Wanting to justify himself using his wisdom and wanting to hold onto his hatred of people not like him, the Lawyer questioned Jesus.
In response, Jesus set the stage for His answer. “A man was going down from Jerusalem to Jericho when he fell into the hands of robbers. They stripped him of his clothes, beat him and went way, leaving him half dead. (vs.30)
Along came a priest, and then a Levite, good religious men, the kind who always talked about good works and how to achieve eternal life. But when these two religious folks saw the man in need, they “passed by on the other side.” (vs. 31)
These men, like the lawyer, were good with words, but had no actions to back up their words.
Now, to be fair, I am sure that they had good excuses. Stopping to help would have made them ritually unclean, and quite possibly even late for a worship service or a Bible study class. They might even have been afraid to help for their own safety.
When one stops and thinks about it, there are always plenty of excuses not to help someone in need.

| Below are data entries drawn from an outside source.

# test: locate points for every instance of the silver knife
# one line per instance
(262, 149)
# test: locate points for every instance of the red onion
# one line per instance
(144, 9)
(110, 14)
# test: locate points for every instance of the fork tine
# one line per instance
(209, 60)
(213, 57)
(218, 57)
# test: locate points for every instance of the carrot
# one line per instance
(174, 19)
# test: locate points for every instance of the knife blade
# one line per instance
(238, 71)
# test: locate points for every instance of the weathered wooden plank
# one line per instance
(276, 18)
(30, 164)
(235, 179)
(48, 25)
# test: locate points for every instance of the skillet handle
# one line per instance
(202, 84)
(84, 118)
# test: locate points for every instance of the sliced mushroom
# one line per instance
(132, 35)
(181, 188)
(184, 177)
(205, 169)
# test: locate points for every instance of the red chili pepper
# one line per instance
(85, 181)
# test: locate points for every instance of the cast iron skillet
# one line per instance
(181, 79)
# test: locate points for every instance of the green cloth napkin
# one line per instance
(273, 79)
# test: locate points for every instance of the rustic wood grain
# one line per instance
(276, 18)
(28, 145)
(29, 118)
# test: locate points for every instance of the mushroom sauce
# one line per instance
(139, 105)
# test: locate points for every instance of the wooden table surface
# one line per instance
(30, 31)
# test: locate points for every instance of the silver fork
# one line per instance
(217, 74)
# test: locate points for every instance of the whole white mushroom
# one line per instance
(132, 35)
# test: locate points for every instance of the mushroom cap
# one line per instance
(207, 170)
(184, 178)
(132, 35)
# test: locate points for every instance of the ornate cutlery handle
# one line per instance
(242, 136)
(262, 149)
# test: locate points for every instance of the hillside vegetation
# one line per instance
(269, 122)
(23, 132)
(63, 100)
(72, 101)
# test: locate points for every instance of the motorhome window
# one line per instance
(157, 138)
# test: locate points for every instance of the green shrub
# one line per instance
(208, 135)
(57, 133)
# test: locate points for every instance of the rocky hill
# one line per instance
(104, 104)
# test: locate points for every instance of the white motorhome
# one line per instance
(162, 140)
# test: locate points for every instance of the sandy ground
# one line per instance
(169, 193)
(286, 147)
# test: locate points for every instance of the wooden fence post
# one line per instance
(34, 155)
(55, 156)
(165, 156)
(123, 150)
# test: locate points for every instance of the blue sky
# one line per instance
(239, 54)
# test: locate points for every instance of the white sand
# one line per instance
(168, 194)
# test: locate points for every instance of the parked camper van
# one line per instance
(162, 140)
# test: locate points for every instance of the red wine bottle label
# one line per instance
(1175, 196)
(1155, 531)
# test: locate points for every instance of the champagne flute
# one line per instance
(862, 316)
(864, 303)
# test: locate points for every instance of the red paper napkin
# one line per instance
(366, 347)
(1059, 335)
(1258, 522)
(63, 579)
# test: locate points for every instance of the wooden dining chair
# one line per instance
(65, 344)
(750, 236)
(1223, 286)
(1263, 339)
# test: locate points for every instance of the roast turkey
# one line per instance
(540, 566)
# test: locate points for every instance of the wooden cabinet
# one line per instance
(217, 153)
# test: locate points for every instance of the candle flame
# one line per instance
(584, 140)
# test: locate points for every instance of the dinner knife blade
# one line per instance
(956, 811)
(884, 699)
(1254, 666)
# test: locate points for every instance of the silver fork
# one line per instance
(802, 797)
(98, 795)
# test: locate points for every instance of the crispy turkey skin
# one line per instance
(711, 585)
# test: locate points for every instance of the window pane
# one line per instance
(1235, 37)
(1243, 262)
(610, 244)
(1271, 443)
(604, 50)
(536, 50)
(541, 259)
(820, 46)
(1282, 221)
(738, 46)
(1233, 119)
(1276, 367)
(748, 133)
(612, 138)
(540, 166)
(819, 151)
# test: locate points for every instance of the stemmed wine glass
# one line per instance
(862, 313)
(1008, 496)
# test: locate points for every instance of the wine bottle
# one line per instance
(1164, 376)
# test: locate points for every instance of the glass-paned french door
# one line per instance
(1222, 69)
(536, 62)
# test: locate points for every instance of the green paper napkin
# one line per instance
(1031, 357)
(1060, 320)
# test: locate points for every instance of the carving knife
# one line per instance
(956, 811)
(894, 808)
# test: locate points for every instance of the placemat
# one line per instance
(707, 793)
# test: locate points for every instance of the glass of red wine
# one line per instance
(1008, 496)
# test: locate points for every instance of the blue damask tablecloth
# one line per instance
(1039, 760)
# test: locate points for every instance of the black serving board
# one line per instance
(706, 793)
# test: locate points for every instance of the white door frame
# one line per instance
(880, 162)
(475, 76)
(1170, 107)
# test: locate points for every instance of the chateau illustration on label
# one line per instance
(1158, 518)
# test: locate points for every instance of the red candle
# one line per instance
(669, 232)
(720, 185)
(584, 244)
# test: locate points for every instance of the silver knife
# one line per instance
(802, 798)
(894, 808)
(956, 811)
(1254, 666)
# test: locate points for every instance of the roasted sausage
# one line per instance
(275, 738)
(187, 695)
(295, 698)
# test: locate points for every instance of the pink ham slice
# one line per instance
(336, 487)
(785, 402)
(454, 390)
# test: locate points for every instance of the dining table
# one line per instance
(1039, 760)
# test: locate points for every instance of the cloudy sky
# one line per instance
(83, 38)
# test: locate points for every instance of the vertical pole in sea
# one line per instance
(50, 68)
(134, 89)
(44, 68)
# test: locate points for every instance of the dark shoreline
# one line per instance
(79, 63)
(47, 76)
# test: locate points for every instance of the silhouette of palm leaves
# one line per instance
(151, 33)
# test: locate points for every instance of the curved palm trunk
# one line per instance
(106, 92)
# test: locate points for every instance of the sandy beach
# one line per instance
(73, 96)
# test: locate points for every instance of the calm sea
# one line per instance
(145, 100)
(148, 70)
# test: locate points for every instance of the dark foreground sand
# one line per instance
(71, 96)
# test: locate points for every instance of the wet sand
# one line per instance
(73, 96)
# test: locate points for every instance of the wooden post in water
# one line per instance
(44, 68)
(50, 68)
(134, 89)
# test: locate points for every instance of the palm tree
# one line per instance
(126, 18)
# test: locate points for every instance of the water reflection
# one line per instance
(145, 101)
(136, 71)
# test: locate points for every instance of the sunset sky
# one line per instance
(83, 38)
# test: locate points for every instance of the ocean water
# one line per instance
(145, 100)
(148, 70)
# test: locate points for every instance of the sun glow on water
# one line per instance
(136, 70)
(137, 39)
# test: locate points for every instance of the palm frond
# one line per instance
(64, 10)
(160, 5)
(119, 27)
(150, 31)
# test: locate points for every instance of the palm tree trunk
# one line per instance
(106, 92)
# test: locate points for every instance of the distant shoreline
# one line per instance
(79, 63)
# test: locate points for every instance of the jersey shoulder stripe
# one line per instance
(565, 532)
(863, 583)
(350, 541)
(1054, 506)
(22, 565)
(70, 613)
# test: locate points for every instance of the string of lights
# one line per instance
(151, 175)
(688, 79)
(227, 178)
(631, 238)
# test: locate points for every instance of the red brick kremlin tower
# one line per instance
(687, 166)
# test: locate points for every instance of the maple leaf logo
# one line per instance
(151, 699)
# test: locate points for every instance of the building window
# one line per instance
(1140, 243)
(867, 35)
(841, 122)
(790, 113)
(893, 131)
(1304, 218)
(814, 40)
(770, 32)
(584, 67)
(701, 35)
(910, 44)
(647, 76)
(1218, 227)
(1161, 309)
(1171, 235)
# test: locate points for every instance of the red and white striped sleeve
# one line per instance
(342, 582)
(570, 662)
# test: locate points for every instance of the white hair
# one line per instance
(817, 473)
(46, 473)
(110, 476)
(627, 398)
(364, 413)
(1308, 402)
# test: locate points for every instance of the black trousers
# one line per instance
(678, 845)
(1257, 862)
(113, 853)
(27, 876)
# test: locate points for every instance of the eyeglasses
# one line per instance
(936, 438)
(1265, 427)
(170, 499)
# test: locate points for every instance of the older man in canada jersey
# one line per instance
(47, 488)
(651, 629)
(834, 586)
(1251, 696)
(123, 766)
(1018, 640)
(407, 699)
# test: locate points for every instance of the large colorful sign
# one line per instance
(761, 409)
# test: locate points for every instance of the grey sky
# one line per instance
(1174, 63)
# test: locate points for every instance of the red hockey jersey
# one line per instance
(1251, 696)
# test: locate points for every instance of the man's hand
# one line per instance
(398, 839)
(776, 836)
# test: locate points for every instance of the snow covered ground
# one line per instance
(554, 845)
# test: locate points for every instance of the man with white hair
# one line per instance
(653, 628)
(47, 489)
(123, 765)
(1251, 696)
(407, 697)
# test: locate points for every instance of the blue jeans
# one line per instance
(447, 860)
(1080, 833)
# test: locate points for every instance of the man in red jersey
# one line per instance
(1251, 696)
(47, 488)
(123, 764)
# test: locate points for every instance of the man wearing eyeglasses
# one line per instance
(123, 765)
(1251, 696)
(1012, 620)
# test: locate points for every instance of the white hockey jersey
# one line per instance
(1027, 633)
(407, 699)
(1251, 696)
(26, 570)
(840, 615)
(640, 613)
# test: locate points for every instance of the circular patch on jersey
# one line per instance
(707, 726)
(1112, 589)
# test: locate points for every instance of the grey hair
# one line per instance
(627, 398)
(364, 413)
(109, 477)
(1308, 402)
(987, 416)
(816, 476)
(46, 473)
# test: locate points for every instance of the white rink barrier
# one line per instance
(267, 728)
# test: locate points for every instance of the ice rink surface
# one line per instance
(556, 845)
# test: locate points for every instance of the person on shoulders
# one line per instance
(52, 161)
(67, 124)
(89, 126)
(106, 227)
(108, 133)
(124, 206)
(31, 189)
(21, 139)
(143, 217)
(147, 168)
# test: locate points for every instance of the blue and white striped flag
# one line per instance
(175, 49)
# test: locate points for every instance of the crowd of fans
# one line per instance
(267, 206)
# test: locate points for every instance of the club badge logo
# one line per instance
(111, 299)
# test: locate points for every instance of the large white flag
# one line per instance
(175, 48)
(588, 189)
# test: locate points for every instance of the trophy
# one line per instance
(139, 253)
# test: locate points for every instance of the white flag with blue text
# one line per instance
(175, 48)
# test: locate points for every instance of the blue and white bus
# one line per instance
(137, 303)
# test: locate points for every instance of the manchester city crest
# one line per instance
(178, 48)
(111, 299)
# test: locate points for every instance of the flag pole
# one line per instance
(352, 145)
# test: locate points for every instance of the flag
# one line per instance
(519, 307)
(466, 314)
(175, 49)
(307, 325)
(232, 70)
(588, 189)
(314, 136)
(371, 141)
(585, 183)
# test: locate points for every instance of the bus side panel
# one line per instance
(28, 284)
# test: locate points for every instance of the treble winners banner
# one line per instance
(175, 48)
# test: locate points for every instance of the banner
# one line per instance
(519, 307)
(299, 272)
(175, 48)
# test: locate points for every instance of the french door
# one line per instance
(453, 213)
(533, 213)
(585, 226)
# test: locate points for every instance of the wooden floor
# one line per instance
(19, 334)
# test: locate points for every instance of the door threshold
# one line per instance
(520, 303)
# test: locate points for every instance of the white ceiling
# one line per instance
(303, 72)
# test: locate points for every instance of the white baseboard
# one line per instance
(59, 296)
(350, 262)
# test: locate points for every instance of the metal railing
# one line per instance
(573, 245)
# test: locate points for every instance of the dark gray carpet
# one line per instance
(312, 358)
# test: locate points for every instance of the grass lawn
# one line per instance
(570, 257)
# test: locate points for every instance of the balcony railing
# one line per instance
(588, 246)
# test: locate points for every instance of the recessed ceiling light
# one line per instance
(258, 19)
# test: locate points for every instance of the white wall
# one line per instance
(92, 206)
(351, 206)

Before the Lawyer could speak, Jesus continued His parable. He said “But a Samaritan while traveling came near him; and when he saw him, he was moved with pity on him. He went to him and wrapped his wounds. He took him to an inn and took care of him.”
The next day he took out two silver coins (2 days wages) and gave them to the innkeeper. “Look after him,” the Samaritan told the innkeeper. “And when I return, I will reimburse you for any expense you may have.”
When Jesus had said these words, He asked the Lawyer “Which of these three, do you think, was a neighbor to the man who fell into the hands of the robbers?” And the Lawyer responded: “The one who showed him mercy.”
Unable to even say the word “Samaritan” because of His contempt for Samaritans, the Lawyer simply referred to the man as the “one who showed mercy.” And yet the Lawyer did realize that this despised Samaritan was better at loving his neighbors than the religious leaders.
And the point Jesus was making hit home. One cannot earn eternal life by his or her works. And that we all have fallen short of loving God and our neighbors. Even so, today we can give God thanks and praise because in His great mercy, God has given His son to die for us, and for His sake, God has bestowed upon us the gift of Eternal Life
Yes: Jesus is our Good Samaritan, the One who was/is despised and rejected by the world who comes to us where we are, has compassion for us, and does everything it takes to give us the care and healing that we need. And as He does so, He teaches us how to love God and love our neighbors.
Let us pray: Almighty God, you have taught us through Christ that love fulfills the law. May we love you with all our heart, all our soul, all our mind, and all our strength, and may we love our neighbors as ourselves; through Jesus Christ our Lord, who lives and reigns with you and the Holy Spirit, one God, now and forever. Amen.